According to surf promoter Randy Rarick, that bygone era averages out to whenever you were a teenager, plus a couple of decades.
"Surfers get nostalgic around the age of 35," said Rarick. "It's like the car where you first had a girl in the back seat -- you're always gonna be fond of that car. That's the one you remember."
Rarick, on summer vacation from managing winter's Triple Crown surfing events, is the producer of this weekend's biennial Hawaiian Islands Vintage Surf Auction. It's wall-to-wall surfing memorabilia, but mainly, we're talking boards, from balsa shapes to famous contest winners. There isn't an industry more handcrafted than surfing, from the individual shaping the blanks to the golden memories of bitchin' rides.

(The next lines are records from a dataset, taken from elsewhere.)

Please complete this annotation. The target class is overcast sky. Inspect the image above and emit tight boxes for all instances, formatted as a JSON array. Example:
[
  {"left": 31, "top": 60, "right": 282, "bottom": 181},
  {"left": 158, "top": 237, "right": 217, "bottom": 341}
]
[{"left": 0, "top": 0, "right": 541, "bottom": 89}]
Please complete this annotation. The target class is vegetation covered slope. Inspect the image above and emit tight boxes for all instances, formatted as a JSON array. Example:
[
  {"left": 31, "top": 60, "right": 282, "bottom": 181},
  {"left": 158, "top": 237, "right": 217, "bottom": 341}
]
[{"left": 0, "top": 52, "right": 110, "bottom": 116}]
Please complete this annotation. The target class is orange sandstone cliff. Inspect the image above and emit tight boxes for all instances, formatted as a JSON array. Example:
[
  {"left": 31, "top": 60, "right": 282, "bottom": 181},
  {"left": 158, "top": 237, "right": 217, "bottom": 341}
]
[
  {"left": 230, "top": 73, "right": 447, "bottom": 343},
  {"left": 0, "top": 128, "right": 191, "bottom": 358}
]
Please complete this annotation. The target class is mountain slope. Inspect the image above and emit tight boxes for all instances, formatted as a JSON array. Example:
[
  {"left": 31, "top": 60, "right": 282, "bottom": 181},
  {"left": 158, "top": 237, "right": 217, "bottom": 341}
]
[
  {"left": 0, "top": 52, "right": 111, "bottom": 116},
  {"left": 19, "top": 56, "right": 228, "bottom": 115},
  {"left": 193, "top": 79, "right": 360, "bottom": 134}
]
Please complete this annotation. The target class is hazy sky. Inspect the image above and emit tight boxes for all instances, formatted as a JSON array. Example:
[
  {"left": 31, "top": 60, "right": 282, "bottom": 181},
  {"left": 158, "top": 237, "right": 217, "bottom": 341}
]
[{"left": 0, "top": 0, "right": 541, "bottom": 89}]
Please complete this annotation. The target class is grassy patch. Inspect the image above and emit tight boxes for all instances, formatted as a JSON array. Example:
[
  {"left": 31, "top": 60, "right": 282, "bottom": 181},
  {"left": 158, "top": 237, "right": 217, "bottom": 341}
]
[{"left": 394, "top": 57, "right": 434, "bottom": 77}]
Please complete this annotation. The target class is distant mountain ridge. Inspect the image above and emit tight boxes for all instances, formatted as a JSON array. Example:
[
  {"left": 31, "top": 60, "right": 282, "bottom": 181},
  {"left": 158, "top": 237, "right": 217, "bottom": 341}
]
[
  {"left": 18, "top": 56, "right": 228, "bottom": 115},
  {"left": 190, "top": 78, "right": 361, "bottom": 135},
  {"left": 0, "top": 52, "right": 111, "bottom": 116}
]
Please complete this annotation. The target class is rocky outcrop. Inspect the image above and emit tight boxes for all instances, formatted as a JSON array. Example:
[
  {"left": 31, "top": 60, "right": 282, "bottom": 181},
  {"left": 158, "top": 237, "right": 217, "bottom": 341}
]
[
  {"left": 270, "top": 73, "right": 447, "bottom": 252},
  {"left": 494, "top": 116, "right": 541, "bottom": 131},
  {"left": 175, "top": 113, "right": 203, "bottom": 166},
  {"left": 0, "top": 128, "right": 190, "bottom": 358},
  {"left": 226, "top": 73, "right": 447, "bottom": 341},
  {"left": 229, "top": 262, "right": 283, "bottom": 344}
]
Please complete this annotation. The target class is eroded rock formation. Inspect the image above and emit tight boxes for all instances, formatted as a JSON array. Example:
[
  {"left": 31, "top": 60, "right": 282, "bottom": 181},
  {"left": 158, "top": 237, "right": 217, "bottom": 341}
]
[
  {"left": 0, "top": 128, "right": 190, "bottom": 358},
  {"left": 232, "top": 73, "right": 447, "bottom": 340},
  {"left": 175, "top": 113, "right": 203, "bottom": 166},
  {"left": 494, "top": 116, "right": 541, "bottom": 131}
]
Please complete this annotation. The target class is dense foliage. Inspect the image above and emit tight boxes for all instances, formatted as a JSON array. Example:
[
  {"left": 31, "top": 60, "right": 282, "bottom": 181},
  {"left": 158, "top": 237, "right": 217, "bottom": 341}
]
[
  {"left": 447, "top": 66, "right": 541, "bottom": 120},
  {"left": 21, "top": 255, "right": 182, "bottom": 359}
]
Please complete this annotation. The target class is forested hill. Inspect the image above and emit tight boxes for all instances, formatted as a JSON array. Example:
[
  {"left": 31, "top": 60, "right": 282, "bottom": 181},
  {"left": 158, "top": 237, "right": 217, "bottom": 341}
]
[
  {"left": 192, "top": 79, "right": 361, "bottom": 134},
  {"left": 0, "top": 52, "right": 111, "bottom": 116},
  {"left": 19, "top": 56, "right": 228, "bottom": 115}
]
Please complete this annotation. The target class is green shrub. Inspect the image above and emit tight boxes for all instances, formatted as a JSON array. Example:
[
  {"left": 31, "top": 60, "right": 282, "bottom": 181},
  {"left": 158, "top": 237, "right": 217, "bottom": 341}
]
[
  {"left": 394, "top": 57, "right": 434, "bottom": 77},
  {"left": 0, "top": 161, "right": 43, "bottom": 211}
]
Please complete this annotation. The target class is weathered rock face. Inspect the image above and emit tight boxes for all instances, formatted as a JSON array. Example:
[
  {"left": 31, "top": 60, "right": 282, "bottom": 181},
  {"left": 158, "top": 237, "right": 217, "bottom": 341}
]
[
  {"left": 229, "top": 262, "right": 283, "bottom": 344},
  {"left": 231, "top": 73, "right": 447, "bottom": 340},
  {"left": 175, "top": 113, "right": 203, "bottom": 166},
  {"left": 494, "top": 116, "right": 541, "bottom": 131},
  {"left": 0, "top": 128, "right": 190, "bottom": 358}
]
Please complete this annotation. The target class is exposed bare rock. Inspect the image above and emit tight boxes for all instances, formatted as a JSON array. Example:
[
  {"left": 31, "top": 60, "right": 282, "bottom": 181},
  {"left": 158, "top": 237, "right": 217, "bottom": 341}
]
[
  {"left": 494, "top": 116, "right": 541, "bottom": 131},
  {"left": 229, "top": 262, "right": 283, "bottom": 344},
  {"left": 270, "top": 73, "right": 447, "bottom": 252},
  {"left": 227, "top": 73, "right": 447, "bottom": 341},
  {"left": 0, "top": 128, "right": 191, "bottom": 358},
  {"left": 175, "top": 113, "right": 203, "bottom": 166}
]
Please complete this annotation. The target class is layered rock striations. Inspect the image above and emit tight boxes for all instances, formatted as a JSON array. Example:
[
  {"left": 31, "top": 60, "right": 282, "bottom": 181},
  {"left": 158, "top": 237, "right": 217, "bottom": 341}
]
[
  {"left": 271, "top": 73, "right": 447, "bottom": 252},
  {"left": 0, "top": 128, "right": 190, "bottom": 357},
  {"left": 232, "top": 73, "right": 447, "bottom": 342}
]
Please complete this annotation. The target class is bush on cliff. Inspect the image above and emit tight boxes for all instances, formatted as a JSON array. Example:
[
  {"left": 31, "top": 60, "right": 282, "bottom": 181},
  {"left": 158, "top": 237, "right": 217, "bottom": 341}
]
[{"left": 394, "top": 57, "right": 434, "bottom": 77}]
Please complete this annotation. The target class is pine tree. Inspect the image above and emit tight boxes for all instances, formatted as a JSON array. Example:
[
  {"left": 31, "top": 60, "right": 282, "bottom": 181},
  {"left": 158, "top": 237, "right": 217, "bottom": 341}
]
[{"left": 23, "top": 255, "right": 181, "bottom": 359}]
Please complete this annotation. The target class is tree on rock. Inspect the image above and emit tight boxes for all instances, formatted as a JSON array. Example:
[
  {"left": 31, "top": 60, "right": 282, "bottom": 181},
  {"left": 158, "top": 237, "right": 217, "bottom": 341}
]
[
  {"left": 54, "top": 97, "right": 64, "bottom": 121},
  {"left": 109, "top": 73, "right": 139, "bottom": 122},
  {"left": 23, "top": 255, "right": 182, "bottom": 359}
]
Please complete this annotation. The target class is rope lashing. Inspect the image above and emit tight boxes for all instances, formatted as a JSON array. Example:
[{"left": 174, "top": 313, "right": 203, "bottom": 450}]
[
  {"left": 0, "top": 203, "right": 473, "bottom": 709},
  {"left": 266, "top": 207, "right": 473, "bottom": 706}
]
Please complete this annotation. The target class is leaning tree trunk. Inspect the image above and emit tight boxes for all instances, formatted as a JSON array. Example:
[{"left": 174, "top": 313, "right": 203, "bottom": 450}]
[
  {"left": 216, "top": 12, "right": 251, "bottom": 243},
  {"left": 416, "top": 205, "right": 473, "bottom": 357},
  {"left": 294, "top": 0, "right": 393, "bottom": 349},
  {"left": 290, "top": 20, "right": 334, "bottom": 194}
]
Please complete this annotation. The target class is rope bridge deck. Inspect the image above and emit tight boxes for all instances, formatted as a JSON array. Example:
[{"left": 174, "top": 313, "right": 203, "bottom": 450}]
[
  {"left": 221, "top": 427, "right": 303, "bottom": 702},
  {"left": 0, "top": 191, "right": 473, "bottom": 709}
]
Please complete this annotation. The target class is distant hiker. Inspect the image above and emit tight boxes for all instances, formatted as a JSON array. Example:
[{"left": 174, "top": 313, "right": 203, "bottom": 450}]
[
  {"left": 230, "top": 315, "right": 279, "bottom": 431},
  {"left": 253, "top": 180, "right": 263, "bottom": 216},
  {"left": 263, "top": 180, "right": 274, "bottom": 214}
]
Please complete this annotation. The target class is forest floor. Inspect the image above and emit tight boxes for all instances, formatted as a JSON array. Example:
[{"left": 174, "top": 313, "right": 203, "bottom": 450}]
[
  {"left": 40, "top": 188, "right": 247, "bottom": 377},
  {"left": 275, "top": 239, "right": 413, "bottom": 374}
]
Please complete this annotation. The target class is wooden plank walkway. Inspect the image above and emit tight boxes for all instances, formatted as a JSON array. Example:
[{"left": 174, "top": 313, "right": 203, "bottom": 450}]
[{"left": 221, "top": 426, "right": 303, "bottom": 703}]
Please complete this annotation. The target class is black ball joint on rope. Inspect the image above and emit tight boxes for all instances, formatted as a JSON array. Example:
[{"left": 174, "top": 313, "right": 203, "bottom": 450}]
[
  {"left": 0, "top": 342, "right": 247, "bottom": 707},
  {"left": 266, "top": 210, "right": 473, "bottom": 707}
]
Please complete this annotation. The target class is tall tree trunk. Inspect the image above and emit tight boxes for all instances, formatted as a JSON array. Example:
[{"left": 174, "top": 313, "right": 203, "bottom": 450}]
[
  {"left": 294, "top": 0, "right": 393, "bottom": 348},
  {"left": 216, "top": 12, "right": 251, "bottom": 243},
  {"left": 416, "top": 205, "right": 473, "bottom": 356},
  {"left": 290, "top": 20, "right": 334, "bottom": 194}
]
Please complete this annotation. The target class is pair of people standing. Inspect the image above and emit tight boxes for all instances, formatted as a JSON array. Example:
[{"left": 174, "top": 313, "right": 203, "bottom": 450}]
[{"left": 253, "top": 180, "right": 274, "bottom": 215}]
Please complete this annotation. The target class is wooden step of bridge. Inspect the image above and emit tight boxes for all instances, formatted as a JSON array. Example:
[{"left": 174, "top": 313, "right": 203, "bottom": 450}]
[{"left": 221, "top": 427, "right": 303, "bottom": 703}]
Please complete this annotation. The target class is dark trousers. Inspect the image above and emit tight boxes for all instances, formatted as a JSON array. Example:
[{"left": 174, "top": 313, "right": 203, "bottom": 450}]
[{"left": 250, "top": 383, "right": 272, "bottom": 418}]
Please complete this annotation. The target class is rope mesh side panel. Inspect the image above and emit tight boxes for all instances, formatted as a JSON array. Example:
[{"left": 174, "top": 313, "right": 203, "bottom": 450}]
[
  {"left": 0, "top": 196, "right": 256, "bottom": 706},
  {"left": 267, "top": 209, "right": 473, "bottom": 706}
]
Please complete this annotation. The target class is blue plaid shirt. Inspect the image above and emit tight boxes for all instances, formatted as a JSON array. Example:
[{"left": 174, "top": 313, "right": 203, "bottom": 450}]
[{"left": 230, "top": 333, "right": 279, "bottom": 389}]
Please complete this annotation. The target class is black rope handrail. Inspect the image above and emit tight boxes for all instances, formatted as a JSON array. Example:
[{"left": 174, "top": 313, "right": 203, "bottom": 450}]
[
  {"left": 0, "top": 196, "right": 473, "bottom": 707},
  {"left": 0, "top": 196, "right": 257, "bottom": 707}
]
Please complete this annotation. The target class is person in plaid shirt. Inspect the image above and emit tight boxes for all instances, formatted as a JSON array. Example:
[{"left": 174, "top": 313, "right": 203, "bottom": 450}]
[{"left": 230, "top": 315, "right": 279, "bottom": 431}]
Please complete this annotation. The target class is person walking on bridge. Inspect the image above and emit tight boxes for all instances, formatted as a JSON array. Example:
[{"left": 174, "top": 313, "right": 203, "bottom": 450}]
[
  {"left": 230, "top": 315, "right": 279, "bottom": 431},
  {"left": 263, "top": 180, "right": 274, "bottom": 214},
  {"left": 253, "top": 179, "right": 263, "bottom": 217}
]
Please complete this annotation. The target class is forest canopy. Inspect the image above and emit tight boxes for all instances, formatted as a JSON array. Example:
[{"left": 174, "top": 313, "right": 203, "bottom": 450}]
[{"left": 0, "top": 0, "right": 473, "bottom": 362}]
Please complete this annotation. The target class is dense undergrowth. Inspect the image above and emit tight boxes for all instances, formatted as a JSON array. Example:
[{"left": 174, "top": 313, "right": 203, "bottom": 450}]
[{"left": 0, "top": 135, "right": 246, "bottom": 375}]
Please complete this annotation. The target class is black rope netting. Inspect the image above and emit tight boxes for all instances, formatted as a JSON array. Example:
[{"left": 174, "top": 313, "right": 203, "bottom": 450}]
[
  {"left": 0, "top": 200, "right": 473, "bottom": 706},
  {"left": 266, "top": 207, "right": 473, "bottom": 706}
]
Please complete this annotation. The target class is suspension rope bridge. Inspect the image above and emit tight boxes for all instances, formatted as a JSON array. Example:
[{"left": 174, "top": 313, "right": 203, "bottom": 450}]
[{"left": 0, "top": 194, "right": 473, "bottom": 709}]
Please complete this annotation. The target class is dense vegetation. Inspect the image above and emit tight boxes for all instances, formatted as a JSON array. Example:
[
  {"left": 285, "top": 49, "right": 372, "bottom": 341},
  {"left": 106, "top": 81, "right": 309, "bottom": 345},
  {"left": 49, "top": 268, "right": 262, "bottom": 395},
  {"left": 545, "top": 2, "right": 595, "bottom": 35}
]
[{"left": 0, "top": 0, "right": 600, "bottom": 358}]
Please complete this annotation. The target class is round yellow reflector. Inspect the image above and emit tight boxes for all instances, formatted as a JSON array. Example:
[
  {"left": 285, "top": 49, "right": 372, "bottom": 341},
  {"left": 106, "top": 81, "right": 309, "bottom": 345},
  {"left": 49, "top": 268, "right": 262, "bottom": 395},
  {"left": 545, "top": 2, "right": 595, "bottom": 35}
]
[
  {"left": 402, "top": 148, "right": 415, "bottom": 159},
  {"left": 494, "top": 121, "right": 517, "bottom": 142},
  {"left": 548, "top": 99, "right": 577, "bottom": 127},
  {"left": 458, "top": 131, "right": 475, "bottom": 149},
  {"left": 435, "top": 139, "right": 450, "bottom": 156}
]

Every board has a story.
Rarick, who grew up in the surfing industry -- "I got started repairing dings" -- said that the culture of surfboard collecting is maturing, along with the collectors.
"For the most part, they come from somewhere else, Australia and Japan, and it's an excuse to stay in Waikiki and catch a few," said Rarick.
What's on the auction table this year? We're talking Gerry Lopez's original Pipeline Masters paycheck. Or how about a '60s-era "Surf Champ" pinball machine, or a 1930s Tom Blake paddleboard? And vintage artwork, surf posters, original photographs, Duke Kahanamoku memorabilia -- not to mention more than 70 prize surfboards of every length, width and rail, ranging from chunky wood to sleek foam, and every bit of it handcrafted.
"It's becoming really hard to find old boards, vintage guns 25 years old or older. They got old and broken or used up and thrown away. But you never know when you seek out -- there are boards in attics and under houses and in back yards. It's all word of mouth and sleuthing," said Rarick.
"The richest era is the '60s, when surfing became really popular and part of modern culture. You've got surf-movie posters, cultural icons, surfing decals -- nobody makes decals anymore, they're all stickers -- old surfing trophies acknowledging someone's surfing prowess, Pan Am posters that show surfing -- Pan Am's long gone now! -- and books about surfing. There are an amazing number of books about surfing. Forty, 50 years ago, surfing was innocent, not promoted like crazy, and the stuff from that era has a cachet."
Pan Am? Break out your Wayback machine, Mr. Peabody. Is today's attic insulation tomorrow's collectible, or do these things come in waves?
"The next generation of collectors are coming on, guys in their 40s, who could care less about a '60s board. That's ancient history," mused Rarick.
"It's too bad there's no one great surf museum where these collections can be on display. Surfing was invented here, but there's no real museum, just some small efforts in Haleiwa. Bishop Museum even has great surfing artifacts, but they're all hidden away in the archives. The best collections are private."